Unlike [[LDP-BBS2020]], our proof of concept does not rely on [[JSON-LD-FRAMING]]. This is due to also not relying exclusively on [[RDF-DATASET-NORMALIZATION]]. Instead we compute the messages and proofs by taking the set difference of the of the original and derived document objects. This approach works with any stable normalization algorithm, and is the reason for the difference in our normalization process compared to [[LDP-BBS2020]].

Use Cases

These uses cases are hypothetical.

Supply chain traceability

The GS1 Digital Link https://id.gs1.org/01/9506000134352 is also known as Dal Giardino Risotto Rice with Mushrooms 411g.

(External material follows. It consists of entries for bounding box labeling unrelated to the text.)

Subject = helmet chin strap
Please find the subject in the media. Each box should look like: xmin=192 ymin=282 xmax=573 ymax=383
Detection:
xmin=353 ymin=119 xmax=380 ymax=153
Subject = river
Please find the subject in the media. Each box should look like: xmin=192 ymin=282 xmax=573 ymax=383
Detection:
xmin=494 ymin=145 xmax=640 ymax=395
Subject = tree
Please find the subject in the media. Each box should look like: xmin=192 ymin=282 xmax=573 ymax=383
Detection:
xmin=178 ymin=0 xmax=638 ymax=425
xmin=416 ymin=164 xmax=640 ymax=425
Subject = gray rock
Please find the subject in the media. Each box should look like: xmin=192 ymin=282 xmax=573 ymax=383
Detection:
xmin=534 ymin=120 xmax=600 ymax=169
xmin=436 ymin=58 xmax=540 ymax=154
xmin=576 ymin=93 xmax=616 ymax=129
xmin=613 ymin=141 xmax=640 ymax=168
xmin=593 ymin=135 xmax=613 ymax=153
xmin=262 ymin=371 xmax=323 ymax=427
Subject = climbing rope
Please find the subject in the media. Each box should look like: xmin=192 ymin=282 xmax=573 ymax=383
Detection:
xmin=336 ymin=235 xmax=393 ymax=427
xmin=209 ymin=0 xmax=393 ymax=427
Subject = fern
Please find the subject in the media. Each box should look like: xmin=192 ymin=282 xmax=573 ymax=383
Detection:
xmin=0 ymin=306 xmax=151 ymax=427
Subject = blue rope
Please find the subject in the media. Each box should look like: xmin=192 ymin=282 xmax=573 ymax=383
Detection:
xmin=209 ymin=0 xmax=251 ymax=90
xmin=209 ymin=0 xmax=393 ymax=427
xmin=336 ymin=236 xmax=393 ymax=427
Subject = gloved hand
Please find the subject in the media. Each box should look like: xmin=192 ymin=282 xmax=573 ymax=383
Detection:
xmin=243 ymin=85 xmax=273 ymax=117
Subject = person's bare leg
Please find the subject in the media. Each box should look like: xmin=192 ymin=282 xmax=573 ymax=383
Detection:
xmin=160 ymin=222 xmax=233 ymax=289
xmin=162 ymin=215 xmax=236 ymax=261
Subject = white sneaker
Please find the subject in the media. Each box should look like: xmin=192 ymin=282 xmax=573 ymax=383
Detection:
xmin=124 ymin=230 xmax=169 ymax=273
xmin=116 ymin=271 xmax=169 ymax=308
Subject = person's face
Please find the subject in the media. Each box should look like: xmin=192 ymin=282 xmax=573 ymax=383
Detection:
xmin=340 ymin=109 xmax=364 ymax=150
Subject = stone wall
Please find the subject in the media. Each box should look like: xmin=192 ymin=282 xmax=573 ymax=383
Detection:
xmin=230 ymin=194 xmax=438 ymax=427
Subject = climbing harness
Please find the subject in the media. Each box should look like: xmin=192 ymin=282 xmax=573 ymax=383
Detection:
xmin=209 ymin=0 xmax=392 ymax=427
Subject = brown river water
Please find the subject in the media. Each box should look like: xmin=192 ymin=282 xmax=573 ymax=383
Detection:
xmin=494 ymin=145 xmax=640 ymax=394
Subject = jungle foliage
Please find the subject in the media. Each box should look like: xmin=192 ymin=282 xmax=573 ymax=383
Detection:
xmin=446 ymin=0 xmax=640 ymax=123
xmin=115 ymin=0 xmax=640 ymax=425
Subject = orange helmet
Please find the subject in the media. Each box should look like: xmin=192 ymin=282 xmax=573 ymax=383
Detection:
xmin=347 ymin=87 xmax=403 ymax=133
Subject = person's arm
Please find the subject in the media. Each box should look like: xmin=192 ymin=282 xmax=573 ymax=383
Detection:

Perhapse not all manufacturing details are necessary to disclose until a recall is issued, at which point sensitive product and supply chain details (costs, locations, times) can be disclosed from associated original credentials.

During an investigation, supply chain participants might be compelled to fully disclose credentials to an auditor or trusted third party.

Disclosing known aliases

Sometimes an authority or public registry maintainer may know that a single entity is known as multiple pseudonmous identifiers. For example:

The drivers license Q6780 22812 41253 might be also known as Pearline Abshire. During an investigation, her legal councel might want to be able to prove that she used to be known as Katarina Kozey with drivers license number 9375599 when she worked as an informant on narcotics activity in Alaska before being relocated under witness protection program.

Minimizing verifier liability

Data processors should not collect sensitive information they do not need.

Protecting subject privacy

Data subjects should not need to expose sensitive information they do not need.